One day this week drilling was so loud “we couldn’t hear each other,” school secretary Lisa Bernier said. “If it does get that loud, we tell the custodian. He tells them to stop.”

The noise subsides until school is out.

“The contractors have been agreeable to work with us,” Chabot said.

“We have to be sensitive to classes and teachers,” Hebert Construction owner Mike Hebert said. That means separating construction workers from students and teachers through temporary walls, doors and seals. It also means some work is done at night. “It involves a lot of swing shifts,” Hebert said.

Building the front addition, then renovating one section at a time, allows the School Department to avoid paying $150,000 to house students in portable classrooms, Chabot said.

When the front addition is complete in March, main office staff will move in; the upper floors will become “swing space” for classrooms.

As one section of the building is renovated, those classrooms will move to the swing space.

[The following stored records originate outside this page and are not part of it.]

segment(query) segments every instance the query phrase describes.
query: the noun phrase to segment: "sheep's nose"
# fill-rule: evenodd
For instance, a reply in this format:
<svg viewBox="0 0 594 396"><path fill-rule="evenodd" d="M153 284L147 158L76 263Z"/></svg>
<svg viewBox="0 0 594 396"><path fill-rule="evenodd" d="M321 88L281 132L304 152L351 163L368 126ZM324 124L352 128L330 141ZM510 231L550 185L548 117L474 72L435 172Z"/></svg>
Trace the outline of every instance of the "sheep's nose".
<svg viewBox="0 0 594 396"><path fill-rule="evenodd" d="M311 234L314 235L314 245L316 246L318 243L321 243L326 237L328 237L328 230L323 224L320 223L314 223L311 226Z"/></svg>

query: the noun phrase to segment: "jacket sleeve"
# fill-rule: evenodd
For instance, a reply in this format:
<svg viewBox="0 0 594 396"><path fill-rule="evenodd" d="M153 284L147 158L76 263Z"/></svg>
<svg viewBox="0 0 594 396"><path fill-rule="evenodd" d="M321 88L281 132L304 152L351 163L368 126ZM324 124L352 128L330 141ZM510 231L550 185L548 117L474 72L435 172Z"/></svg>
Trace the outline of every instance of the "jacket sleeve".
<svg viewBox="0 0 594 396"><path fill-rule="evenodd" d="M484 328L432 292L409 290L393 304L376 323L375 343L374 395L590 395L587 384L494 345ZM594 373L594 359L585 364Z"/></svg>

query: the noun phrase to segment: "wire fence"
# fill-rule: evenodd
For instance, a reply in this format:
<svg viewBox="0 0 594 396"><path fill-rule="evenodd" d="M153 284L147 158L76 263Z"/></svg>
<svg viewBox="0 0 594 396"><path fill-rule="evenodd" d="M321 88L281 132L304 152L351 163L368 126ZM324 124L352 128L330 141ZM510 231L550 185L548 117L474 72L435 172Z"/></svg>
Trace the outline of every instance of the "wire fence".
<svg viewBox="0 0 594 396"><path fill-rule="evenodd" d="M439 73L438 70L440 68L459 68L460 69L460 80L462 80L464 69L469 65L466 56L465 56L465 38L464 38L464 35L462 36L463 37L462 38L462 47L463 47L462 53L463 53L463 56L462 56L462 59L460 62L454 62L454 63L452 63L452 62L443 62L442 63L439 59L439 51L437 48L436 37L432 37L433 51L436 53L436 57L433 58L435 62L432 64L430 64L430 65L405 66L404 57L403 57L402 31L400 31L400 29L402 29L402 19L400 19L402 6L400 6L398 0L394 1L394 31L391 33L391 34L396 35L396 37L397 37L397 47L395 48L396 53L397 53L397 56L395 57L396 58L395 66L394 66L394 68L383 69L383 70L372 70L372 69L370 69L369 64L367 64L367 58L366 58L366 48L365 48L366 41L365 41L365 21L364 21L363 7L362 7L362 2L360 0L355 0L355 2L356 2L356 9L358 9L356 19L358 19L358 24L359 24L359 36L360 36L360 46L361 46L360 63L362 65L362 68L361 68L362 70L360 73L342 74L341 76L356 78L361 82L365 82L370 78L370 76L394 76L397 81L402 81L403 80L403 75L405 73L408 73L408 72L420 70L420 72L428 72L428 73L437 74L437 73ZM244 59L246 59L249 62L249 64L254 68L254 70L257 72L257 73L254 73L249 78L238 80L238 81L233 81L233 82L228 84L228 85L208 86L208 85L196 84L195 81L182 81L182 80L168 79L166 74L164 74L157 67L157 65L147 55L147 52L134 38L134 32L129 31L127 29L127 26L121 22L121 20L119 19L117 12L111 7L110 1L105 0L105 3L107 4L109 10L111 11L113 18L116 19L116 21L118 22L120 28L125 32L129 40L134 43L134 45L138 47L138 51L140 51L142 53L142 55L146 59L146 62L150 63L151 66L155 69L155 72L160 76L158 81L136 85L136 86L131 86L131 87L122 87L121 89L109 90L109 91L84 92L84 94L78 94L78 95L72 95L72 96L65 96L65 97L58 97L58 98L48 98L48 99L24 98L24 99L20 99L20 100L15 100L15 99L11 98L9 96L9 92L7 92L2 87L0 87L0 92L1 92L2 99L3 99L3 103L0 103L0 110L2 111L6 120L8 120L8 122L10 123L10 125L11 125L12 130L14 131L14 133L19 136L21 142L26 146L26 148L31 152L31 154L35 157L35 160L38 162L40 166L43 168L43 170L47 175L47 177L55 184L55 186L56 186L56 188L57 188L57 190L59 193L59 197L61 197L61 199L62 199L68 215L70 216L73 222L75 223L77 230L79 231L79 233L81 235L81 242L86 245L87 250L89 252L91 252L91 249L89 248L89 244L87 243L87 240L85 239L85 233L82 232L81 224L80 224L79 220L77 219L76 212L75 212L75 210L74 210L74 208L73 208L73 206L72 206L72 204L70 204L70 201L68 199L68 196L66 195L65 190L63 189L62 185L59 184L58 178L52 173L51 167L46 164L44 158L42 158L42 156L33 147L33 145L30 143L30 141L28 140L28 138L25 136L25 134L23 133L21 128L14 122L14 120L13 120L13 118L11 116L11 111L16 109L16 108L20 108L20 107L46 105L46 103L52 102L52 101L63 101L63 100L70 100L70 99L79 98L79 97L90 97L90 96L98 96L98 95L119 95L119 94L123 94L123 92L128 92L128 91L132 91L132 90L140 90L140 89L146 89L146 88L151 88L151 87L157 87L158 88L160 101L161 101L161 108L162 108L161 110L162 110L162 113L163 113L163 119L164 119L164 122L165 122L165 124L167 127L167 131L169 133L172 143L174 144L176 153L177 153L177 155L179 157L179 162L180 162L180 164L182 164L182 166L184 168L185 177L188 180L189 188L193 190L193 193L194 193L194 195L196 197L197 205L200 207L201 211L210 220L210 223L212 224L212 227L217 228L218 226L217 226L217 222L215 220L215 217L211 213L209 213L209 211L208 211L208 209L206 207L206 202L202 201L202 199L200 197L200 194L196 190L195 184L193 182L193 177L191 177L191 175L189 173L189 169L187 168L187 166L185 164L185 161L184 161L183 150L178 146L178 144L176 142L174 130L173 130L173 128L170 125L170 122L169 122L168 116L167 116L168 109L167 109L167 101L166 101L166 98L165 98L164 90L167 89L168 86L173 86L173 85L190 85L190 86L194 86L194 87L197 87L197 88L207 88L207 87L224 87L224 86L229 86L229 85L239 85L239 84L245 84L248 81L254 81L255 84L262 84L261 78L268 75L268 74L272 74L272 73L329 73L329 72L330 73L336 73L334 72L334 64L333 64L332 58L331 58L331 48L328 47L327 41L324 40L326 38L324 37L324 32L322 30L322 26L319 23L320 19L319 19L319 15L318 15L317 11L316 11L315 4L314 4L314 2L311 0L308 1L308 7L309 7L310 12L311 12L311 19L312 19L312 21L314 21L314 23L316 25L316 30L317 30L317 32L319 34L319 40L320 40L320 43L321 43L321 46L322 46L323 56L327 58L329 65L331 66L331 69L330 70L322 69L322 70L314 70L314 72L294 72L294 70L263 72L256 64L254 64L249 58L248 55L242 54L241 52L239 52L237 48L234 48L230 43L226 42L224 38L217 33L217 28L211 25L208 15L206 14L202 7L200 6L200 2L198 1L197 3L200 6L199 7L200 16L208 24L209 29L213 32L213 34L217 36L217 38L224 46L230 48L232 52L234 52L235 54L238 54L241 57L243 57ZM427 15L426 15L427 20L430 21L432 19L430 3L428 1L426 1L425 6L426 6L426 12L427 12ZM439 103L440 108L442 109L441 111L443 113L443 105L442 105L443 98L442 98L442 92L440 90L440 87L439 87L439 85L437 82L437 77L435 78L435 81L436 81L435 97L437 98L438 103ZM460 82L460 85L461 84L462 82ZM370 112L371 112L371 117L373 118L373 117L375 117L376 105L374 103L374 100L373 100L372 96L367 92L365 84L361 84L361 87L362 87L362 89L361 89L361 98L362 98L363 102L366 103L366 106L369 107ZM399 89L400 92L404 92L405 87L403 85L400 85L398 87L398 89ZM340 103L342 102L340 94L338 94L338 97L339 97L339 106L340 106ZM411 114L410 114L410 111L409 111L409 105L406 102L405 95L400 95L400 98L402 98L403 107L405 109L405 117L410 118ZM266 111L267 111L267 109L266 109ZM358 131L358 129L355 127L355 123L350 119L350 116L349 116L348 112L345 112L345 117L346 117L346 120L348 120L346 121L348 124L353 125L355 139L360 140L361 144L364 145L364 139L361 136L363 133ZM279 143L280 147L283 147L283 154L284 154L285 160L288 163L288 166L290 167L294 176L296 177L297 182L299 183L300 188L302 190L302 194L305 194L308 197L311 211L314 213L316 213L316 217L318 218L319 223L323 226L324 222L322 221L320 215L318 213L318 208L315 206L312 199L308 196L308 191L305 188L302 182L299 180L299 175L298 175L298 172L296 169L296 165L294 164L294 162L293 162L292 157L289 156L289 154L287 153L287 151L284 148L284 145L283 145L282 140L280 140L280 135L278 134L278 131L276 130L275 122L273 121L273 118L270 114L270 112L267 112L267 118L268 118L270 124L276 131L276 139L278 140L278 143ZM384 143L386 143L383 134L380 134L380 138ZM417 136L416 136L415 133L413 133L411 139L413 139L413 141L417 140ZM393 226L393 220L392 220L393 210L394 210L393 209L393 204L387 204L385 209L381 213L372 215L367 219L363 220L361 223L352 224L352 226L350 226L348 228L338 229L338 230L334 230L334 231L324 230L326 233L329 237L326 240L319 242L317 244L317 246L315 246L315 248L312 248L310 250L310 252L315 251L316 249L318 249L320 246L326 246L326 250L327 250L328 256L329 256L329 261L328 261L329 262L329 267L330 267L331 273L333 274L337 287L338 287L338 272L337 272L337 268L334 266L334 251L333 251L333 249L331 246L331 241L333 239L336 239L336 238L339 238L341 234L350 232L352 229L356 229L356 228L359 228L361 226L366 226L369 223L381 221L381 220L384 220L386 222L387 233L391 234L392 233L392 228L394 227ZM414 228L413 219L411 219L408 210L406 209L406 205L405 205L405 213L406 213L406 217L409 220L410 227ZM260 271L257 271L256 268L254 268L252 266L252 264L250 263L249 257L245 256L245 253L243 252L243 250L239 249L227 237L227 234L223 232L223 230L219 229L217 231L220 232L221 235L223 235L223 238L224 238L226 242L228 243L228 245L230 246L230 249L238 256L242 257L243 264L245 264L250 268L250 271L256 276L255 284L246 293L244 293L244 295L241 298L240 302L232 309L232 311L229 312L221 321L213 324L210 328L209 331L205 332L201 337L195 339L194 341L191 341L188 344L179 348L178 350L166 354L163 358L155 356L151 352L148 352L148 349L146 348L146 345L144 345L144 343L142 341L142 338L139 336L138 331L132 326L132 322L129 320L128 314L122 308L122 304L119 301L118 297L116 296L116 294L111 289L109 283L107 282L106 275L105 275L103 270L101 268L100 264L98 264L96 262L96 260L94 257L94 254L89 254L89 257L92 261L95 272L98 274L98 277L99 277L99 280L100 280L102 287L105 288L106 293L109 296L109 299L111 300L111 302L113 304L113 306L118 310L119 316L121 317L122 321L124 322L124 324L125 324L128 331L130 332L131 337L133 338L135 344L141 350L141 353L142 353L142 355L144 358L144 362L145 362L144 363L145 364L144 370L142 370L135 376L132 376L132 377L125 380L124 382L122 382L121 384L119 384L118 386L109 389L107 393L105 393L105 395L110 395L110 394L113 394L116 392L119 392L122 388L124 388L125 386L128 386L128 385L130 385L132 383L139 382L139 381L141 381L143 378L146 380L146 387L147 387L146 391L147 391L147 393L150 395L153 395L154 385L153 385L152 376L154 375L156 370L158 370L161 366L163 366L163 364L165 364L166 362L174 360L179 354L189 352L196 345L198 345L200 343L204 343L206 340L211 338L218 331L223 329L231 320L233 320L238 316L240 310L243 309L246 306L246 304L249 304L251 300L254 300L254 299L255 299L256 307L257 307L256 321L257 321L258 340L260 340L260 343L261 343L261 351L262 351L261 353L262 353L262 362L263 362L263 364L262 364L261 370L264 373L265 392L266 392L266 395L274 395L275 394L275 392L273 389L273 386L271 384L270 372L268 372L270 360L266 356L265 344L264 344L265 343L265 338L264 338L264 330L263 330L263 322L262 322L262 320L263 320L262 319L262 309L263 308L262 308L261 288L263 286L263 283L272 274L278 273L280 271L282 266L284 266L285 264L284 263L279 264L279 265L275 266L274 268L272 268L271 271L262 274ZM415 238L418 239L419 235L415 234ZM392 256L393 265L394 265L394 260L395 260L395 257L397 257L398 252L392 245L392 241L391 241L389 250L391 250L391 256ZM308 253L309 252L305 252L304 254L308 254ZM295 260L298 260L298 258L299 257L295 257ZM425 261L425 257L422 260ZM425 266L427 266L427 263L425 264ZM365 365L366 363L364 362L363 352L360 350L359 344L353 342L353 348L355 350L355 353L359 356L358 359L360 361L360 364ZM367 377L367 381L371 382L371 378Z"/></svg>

Throughout the rest of the building, “a lot is going to get done this summer,” Chabot said. Renovation will include new bathrooms for students and new public bathrooms for the auditorium used for community plays and functions. Instead of only two stalls for the male and female auditorium bathrooms, there will be 12 to 15 stalls.

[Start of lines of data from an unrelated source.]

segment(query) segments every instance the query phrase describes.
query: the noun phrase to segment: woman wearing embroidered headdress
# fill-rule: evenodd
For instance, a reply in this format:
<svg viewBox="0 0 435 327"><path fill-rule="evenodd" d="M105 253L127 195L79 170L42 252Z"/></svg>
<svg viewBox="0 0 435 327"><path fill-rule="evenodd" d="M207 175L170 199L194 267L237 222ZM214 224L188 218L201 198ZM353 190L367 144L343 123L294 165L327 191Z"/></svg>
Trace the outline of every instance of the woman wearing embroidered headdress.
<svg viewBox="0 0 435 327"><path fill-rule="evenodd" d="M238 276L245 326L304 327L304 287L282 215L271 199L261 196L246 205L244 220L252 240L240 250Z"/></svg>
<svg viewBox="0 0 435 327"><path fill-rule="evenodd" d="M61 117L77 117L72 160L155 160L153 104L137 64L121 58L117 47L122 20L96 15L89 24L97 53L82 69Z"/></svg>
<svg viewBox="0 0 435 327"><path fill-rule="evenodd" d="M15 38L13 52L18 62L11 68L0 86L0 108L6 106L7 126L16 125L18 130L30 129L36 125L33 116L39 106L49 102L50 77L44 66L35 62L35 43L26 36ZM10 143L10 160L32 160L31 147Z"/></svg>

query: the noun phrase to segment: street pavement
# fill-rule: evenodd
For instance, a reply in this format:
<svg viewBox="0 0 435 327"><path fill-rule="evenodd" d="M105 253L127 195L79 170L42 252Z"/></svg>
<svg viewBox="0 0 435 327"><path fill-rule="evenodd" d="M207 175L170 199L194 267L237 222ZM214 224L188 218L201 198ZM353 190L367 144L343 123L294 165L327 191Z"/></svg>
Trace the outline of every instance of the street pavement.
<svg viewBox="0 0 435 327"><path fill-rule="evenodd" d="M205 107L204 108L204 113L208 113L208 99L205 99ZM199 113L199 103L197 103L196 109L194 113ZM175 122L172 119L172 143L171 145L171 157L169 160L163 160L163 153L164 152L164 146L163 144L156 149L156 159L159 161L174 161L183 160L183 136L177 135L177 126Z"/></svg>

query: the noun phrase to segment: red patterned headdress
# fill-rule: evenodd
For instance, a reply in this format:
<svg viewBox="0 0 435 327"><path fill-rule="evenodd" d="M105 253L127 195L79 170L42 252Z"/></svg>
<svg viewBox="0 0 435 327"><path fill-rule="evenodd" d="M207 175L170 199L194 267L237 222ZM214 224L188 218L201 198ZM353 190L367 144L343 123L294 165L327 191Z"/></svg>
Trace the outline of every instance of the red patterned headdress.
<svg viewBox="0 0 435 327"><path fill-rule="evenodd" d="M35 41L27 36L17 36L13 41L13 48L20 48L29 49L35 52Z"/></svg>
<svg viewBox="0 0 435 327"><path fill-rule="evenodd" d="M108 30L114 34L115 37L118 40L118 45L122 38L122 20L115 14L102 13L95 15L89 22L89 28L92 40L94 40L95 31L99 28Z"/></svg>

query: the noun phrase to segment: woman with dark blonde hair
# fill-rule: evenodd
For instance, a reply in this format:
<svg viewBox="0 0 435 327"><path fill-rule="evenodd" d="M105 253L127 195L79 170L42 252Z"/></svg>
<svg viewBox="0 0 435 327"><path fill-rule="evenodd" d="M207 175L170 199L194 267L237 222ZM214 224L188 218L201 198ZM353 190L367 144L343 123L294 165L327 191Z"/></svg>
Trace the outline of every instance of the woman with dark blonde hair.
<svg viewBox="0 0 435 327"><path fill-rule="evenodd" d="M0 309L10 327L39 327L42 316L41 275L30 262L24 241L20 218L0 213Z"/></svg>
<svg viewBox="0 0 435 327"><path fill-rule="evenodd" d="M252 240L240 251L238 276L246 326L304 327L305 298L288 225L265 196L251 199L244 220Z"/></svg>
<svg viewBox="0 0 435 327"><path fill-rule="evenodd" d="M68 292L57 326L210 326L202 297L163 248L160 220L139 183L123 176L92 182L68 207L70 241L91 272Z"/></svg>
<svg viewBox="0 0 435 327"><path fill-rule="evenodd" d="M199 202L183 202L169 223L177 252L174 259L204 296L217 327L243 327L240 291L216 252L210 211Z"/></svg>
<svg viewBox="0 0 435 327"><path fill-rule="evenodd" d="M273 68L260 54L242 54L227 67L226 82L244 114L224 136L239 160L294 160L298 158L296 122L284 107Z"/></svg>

Other improvements include an expanded cafeteria, an efficient heating system, new walls and lockers and a ventilation system that will provide a healthier air flow.

“It’s huge to have fresh air,” Chabot said. “This building doesn’t have ventilation. All that air is stuck in the building unless you open a window.”

Dripping water from the ceiling after storms, ugly blotches of peeling paint on walls, lockers so tiny they’re useless, webs of exposed wires and pipes will be things of the past, Chabot said.

“We’re going to have a nice building students will feel proud of,” he said.

The cost of the project is being picked up by local taxpayers, who approved the work during a 2012 referendum. Building a new school would have cost between $40 million and $50 million, Chabot said.

Eighth-grader Dionne said he’s excited to see the school when it’s finished, even though he’ll be at Lewiston High School next year. “I’m looking forward to having a nice new school for Lewiston,” he said.

His grandmother, Michelle Vachon, attended the school when it was a high school, he said.

The school has a lot of meaning for the community, Chabot said.

“The building is historic, an important landmark,” he said. “It’s always looked beautiful on the outside. Now it will look beautiful on the inside.”